Section 4 of the VRA mandated, among other things, that certain jurisdictions with a history or discrimination obtain approval from the Department of Justice before implementing any changes that could affect voting rights, said Ruth Greenwood, an attorney with Chicago Lawyers’ Committee for Civil Rights Under Law. Before 1965, many states, particularly in the South, burdened minority voters – for the most part, African Americans – with unfair hurdles to voting: such as poll taxes or literacy tests, as examples. Poll tests could contain unanswerable questions, said Ms. Greenwood, such as “How many bubbles in a bar of soap?”

The implementation of the Voting Rights Act resulted in the registration of more minority voters and the elections of more minority representatives, said Ms. Greenwood.

The  2013 U.S. Supreme Court in Shelby County v. Holder set aside Section 4.

Some States Limit Access

In the past eight years, said Ms.

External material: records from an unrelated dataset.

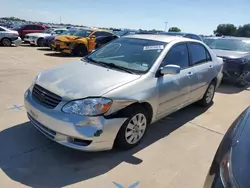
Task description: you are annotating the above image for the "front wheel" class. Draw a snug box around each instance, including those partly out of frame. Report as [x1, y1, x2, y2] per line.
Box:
[236, 71, 249, 87]
[115, 106, 149, 149]
[198, 82, 216, 106]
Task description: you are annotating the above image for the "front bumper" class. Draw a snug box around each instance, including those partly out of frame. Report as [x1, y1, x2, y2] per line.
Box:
[12, 37, 22, 46]
[24, 90, 126, 151]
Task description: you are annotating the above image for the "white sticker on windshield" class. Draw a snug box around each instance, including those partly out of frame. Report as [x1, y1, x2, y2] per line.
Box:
[242, 40, 250, 43]
[143, 45, 164, 50]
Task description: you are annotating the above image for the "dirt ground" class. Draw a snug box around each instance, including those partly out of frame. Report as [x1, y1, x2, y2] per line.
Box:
[0, 45, 250, 188]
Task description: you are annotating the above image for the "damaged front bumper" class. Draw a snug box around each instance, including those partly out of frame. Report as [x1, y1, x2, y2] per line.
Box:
[24, 90, 127, 151]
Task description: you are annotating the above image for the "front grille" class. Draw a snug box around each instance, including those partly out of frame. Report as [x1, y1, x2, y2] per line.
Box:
[27, 113, 56, 139]
[32, 84, 62, 109]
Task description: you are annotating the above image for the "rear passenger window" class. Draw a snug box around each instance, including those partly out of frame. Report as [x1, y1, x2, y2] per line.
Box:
[161, 44, 189, 69]
[188, 43, 211, 66]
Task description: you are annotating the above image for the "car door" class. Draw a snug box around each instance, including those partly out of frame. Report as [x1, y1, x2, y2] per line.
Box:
[188, 42, 214, 101]
[157, 43, 193, 118]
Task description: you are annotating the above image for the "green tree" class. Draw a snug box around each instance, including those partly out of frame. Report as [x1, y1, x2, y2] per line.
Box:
[214, 24, 237, 36]
[168, 27, 181, 32]
[237, 24, 250, 37]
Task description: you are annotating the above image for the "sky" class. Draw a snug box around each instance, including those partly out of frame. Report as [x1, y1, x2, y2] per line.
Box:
[0, 0, 250, 34]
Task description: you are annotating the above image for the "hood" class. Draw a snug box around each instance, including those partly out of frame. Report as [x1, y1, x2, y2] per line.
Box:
[36, 61, 141, 101]
[25, 33, 51, 37]
[56, 35, 82, 42]
[213, 49, 250, 59]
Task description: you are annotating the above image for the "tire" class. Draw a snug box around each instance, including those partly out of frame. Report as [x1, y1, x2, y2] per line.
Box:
[73, 44, 88, 57]
[198, 81, 216, 107]
[37, 38, 44, 47]
[115, 106, 149, 150]
[1, 38, 11, 47]
[236, 71, 248, 88]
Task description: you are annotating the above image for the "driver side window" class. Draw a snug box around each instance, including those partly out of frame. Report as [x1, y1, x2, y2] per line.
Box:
[161, 44, 189, 69]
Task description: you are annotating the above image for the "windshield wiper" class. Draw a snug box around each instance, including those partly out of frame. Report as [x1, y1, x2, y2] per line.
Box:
[85, 57, 109, 68]
[105, 63, 134, 74]
[84, 57, 135, 74]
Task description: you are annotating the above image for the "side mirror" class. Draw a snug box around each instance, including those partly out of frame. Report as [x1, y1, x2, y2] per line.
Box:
[160, 65, 181, 75]
[245, 72, 250, 84]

Greenwood, several states have enacted legislation that puts a burden on certain groups of voters – the old, the young, persons of color and those with low-incomes.

Indiana and Texas require a photo ID; Georgia and Florida restrict both the number of days allotted for early voting and the hours during which early voting is conducted; Kansas and Arizona require proof of citizenship to be presented at the polls; Florida has put restrictions on voter-registration drives; and Wisconsin has restricted absentee voting.

Legal strategies to combat these laws include federal Constitutional challenges, using the 14th or the 24th amendment, another section of the VRA, state constitutional claims and ballot initiatives, Ms. Greenwood said.

The ability to register to vote on Election Day, eliminated in Maine, was recently restored. Further, on Jan. 17, the U.S. Election Commission found that the proof-of-citizenship requirements of Kansas and Arizona were likely to disenfranchise eligible voters. At least one state, however,  has vowed to appeal that finding.

Help at the Polls

Ami Gandhi, executive director of the South Asian American Policy and Research Institute, said much of her agency’s work in helping with access to the polls involves language barriers. The 1975 amendment to the VRA prohibits discrimination against “language minorities.” It was crafted “for people who are here legally but may not be able to navigate a ballot. … Section 203 of the VRA provides that every citizen has the right to vote, regardless of English proficiency,” Ms. Gandhi said.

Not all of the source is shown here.